Animal model for cutaneous leishmaniasis.

Using cutaneous leishmaniasis of mice, the existence of so-called T helper (Th) cells type 1 and type 2 had been identified more than 20 years ago. Nowadays, it is well accepted that additional T cell populations as well as B cell-mediated immunity is required for immunity against Leishmania major. Finally, using inbred mouse strains, the relevance of genetical factors that influence anti-pathogen immunity as well as elements of the skin-immune system have been identified.
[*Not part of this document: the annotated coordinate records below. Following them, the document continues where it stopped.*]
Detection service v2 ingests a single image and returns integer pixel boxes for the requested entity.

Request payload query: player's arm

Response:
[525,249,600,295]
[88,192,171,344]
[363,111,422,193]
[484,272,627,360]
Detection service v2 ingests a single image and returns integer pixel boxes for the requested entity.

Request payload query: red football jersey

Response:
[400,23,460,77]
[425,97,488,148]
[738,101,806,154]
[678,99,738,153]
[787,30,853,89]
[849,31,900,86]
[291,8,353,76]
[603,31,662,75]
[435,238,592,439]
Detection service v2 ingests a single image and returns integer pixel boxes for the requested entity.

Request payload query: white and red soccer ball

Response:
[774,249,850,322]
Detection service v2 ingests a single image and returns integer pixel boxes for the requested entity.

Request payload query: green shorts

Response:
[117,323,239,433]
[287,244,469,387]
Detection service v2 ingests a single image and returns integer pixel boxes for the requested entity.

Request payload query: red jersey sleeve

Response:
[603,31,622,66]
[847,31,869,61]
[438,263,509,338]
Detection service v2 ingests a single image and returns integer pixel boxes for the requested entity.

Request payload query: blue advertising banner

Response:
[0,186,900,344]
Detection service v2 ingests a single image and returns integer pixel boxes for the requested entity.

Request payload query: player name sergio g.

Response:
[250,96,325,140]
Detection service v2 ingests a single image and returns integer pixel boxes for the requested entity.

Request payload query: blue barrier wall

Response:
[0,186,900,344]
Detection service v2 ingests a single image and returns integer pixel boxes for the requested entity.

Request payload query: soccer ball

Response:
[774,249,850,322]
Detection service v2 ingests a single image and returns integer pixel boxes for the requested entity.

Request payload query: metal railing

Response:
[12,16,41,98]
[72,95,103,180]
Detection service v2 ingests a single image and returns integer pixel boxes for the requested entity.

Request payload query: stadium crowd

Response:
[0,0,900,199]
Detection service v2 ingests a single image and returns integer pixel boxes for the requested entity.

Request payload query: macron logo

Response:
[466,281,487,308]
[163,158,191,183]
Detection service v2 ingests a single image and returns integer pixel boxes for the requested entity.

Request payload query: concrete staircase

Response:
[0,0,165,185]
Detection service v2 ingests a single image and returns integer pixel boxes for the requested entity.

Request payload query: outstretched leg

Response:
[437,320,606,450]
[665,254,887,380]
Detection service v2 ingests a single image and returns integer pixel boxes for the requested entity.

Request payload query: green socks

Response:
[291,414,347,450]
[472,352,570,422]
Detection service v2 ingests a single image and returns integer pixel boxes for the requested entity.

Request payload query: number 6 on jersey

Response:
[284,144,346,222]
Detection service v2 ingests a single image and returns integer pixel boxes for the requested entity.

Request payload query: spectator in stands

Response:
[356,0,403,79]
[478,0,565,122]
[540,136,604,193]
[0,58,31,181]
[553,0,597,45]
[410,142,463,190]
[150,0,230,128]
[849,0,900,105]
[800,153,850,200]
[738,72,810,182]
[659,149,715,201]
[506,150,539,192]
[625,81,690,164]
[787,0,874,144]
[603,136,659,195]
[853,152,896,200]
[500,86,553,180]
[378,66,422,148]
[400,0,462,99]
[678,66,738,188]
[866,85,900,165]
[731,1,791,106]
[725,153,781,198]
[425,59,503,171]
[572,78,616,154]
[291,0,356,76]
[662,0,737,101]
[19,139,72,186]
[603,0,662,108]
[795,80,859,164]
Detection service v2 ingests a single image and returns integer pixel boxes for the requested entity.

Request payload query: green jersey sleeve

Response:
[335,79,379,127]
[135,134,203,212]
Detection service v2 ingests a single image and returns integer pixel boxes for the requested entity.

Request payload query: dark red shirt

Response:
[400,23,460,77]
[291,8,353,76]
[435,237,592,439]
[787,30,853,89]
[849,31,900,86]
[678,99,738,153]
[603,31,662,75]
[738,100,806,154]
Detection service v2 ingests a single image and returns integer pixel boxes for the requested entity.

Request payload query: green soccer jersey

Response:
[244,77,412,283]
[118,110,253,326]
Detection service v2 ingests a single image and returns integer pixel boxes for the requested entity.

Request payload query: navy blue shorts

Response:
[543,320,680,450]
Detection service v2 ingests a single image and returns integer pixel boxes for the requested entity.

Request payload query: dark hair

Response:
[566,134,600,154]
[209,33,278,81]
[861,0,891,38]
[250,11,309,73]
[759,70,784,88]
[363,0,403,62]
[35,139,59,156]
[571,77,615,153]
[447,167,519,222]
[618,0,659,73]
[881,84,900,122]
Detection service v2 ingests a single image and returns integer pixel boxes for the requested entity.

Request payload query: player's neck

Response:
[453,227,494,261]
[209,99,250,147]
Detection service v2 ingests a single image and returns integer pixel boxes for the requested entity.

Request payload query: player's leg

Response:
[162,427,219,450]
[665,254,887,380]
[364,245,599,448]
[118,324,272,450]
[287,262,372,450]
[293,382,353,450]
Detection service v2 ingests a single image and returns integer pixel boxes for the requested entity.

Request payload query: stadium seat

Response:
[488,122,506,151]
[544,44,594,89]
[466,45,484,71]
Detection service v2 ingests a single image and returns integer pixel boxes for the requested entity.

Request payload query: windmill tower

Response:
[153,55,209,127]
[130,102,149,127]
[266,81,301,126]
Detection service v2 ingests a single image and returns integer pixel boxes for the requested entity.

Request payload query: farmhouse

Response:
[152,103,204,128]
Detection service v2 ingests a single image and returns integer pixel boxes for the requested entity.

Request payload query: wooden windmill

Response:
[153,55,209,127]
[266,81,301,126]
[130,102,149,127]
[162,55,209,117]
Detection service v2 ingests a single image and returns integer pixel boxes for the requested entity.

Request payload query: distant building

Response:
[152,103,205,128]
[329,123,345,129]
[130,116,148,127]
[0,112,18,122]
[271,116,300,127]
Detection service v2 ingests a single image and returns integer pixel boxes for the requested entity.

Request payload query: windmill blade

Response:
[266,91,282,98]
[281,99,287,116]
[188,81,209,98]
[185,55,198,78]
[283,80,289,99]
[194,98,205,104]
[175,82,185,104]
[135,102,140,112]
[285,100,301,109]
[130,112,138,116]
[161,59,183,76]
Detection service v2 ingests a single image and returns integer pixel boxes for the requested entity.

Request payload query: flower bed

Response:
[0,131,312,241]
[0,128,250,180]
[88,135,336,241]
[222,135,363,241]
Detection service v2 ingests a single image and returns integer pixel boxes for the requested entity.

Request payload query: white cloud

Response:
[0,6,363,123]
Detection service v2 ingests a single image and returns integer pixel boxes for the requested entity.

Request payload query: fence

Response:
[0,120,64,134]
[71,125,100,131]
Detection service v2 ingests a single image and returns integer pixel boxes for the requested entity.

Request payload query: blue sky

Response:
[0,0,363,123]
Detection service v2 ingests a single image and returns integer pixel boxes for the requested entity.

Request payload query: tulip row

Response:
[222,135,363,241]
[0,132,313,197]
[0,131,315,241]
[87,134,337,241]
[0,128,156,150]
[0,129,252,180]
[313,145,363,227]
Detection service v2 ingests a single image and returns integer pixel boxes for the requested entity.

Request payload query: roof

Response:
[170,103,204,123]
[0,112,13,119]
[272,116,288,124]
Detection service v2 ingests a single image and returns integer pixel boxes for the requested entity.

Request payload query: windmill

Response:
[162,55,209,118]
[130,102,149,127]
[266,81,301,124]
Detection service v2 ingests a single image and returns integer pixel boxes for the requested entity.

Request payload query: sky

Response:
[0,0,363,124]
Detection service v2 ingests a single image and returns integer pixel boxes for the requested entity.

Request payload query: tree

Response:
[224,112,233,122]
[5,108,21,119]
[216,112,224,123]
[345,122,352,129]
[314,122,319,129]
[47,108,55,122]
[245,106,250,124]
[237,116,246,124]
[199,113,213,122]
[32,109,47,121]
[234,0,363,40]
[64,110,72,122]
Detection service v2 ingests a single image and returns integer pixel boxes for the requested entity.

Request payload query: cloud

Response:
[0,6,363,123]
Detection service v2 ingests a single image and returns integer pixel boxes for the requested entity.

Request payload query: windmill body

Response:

This protocol describes a model for murine experimental leishmaniasis that tries to mimic natural parasite transmission by several means: (1) utilization of only infectious-stage parasites that are found in sand fly saliva, (2) intradermal inoculation, and (3) infection with only 1,000 parasites similar to the numbers inoculated by an infected sand fly.

Dendritic cells in Leishmania major infections: mechanisms of parasite uptake, cell activation and evidence for physiological relevance.

Leishmaniasis is one of the most important infectious diseases worldwide; a vaccine is still not available. Infected dendritic cells (DC) are critical for the initiation of protective Th1 immunity against Leishmania major. Phagocytosis of L. major by DC leads to cell activation, IL-12 release and (cross-) presentation of Leishmania antigens by DC. Here, we review the role of Fcγ receptor- and B cell-mediated processes for parasite internalization by DC. In addition, the early events after parasite inoculation that consist of mast cell activation, parasite uptake by skin-resident macrophages (MΦ), followed by neutrophil and monocyte immigration and DC activation are described. All these events contribute significantly to antigen processing in infected DC and influence resulting T cell priming in vivo. A detailed understanding of the role of DC for the development of efficient anti-Leishmania immunity will aid the development of potent anti-parasite drugs and/or vaccines.